Typically it means that your file, in this case, access.log, rolled over. Splunk sees that there's a new file called access.log, but it looks different from the old file that it had been monitoring. It assumes that your log rolled and so it starts reading it from the beginning.
Did anyone find a solution to this? We've stumbled upon the same problem it seems.
If the file has a header, this would be the other way around, right? That Splunk wouldn't read new files because it think they are the same as the old rolled ones. So that the file has a header couldn't be the problem.
Did this ever get answered? The log is rolling over and I'm getting this WatchedFile - Checksum for seekptr didn't match, will re-read entire file='/path/to/logs/node*/abc.log'
So the issue is what's described above by mloven on Sep 16. How do I resolve it?
Mike737 and I are having the same issue with IIS log files (see the related Splunk question http://bit.ly/1a7ULmz) - they are not rolling over, yet Splunk is thinking they must be (I guess) and is re-reading them, creating duplicate entries... Any suggestions are appreciated and will be tested... 🙂
How big are your access logs? How old is the oldest data in those logs? Are the logs actually rolling over?

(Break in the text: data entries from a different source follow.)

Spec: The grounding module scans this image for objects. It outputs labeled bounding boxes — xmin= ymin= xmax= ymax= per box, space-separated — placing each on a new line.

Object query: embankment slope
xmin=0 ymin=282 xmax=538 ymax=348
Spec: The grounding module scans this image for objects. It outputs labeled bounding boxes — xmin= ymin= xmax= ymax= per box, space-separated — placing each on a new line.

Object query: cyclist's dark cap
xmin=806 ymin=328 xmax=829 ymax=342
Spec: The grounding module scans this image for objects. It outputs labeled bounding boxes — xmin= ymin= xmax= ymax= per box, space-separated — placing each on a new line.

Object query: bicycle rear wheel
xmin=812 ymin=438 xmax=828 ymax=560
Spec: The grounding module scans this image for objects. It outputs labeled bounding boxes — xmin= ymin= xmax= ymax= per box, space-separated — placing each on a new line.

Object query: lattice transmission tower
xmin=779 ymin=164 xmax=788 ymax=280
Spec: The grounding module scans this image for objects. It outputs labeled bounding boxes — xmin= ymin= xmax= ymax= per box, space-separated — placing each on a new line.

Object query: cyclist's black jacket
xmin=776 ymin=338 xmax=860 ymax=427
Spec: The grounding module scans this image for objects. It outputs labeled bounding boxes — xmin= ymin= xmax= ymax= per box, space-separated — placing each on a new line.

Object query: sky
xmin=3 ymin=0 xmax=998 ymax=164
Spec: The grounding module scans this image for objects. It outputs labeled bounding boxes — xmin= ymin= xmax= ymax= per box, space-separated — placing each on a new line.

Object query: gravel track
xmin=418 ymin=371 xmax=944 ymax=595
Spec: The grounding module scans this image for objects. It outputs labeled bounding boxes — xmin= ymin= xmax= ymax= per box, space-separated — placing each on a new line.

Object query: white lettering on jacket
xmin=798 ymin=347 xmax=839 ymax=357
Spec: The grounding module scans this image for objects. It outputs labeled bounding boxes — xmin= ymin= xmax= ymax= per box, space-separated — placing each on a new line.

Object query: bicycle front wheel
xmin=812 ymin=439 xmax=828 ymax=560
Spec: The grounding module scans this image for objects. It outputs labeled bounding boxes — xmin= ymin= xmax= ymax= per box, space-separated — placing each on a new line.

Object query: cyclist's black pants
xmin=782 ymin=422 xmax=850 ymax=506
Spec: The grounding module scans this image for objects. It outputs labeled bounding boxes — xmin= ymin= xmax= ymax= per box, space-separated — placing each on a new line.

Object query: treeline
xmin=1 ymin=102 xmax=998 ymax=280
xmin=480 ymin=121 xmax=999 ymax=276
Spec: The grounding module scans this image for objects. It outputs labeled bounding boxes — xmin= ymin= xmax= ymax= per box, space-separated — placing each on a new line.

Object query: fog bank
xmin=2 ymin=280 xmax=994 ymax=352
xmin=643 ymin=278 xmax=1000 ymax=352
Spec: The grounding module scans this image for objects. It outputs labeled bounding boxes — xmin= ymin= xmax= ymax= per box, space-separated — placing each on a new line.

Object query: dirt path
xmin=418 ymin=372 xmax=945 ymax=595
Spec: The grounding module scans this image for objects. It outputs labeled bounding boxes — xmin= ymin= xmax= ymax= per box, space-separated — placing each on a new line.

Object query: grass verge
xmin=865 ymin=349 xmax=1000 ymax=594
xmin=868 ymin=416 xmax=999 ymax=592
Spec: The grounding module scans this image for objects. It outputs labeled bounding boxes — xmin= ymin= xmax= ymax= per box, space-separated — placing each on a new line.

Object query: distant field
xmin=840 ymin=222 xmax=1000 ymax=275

Splunk is detecting that the first 256 bytes of the file (by default) are different than the last time it tried to read the file. This commonly happens when a file rolls over. The "old" file becomes something like access.log.1, and your app starts logging to access.log. Splunk checks the file, sees that the first 256 bytes of the file are different, and basically assumes that your file rolled over. Therefore it starts over from the beginning of the file.
Here's where it gets tricky. My forwarder is doing this every minute to the access logs. Since the server logs are constantly being accessed for writing entries, I dont believe Splunk is detecting that as a roll over. Or is it? What exactly does Splunk do to check whether a log file has rolled over? i.e. from stat command - Access Time, Modified Time, Change Time, Inode change, etc.